GSA Connects 2021 in Portland, Oregon

Paper No. 156-4
Presentation Time: 9:00 AM-1:00 PM

DESCRIPTION OF A PREVIOUSLY UNKNOWN PHOSPHATIZED OPHIUROID GENUS AND SPECIES FROM THE LOWER TRIASSIC VIRGIN LIMESTONE MEMBER, MOENKOPI FORMATION, WESTERN UNITED STATES


MAXWELL, Vivienne1, THUY, Ben2 and PRUSS, Sara B.1, (1)Department of Geosciences, Smith College, Northampton, MA 01063, (2)Department of Palaeontology, Natural History Museum Luxembourg, Luxembourg, Luxembourg

A new genus and species of ophiuroid is described in a single fossiliferous packstone from the Lower Triassic Virgin Limestone Member of the Moenkopi Formation at the Lost Cabin Springs locality in southern Nevada. The ophiuroid fragments were most abundant within the > 250 µm fraction of sample LC-18-34 in the upper half of the Virgin Limestone. Energy-dispersive X-ray spectra (EDS) analysis indicates these fragments are composed of calcium phosphate, which is an uncommon style of preservation for ophiuroids. The phosphatization led to exceptional preservation of diagnostic microstructures and allowed for acid-extraction and 3D imaging of the fossils. The extracted skeletal elements are comprised of arm plates, vertebrae, radial shields, oral and genital plates.

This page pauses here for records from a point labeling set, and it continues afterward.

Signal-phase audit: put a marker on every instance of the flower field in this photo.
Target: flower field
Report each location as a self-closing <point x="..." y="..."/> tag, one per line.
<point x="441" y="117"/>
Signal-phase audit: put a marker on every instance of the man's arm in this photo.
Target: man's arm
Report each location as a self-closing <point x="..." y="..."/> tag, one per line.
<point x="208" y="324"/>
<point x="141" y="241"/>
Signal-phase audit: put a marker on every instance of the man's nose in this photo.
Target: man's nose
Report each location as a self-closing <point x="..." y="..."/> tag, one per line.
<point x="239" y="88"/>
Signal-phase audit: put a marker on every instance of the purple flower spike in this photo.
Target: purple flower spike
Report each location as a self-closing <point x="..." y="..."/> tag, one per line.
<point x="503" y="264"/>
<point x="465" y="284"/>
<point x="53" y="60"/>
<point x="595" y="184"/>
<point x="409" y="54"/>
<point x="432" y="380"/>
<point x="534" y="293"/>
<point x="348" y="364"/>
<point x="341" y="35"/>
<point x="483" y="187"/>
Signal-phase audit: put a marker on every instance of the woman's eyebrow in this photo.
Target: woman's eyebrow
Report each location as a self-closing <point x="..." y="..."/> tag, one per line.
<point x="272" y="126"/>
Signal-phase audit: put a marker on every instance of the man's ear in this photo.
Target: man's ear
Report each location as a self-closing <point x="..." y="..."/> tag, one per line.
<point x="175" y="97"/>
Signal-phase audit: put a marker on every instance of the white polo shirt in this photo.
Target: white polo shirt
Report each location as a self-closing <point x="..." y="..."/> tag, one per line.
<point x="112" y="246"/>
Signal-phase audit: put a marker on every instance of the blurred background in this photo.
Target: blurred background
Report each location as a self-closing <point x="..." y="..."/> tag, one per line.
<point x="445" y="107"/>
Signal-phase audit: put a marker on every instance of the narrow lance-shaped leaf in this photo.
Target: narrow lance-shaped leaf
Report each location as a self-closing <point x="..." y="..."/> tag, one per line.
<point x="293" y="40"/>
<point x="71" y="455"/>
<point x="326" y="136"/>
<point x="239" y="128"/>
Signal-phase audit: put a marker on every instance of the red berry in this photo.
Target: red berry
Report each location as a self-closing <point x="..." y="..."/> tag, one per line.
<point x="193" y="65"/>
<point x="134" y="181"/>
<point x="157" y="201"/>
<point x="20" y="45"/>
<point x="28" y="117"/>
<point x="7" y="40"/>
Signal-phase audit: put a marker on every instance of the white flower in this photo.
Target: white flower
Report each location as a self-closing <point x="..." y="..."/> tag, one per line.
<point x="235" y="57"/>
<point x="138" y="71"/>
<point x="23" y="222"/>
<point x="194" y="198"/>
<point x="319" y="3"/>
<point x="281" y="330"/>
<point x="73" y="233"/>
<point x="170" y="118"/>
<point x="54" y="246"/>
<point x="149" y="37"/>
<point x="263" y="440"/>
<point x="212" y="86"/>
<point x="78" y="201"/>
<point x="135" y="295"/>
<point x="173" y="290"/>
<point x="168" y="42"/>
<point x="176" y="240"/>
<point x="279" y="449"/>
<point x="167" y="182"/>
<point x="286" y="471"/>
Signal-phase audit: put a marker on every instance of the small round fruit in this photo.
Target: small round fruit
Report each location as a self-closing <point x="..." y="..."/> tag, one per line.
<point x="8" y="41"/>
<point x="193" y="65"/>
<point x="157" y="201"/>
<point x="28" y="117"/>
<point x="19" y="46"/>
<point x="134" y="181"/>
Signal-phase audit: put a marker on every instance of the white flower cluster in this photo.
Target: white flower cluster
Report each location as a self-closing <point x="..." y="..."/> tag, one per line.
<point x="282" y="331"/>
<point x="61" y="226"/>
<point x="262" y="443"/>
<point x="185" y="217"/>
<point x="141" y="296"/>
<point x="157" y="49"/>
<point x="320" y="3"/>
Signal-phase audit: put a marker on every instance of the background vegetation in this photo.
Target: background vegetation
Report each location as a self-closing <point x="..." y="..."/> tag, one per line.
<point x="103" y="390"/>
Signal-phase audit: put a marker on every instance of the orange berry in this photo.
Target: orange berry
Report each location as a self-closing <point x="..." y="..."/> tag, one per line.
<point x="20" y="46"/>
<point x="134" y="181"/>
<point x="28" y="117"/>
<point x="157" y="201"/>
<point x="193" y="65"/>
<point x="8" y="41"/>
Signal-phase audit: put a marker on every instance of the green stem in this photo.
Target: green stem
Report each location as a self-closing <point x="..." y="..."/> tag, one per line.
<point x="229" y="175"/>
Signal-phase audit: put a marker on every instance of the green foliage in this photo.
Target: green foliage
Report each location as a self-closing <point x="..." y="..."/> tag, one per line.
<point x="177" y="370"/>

Bayesian phylogenetic analysis suggests that the new ophiuroid holds a position at the base of the Ophintegrida, one of the two extant Ophiuroidea superorders. The existence of near-coeval but more derived ophiuroids implies that the new taxon from the Virgin Limestone Member is a representative of an ancestral lineage surviving the end-Permian mass extinction. Further work on this and other Lower Triassic sections may yield additional fossils that are unusually preserved, contributing to a more complete picture of diversity during the recovery from the end-Permian mass extinction.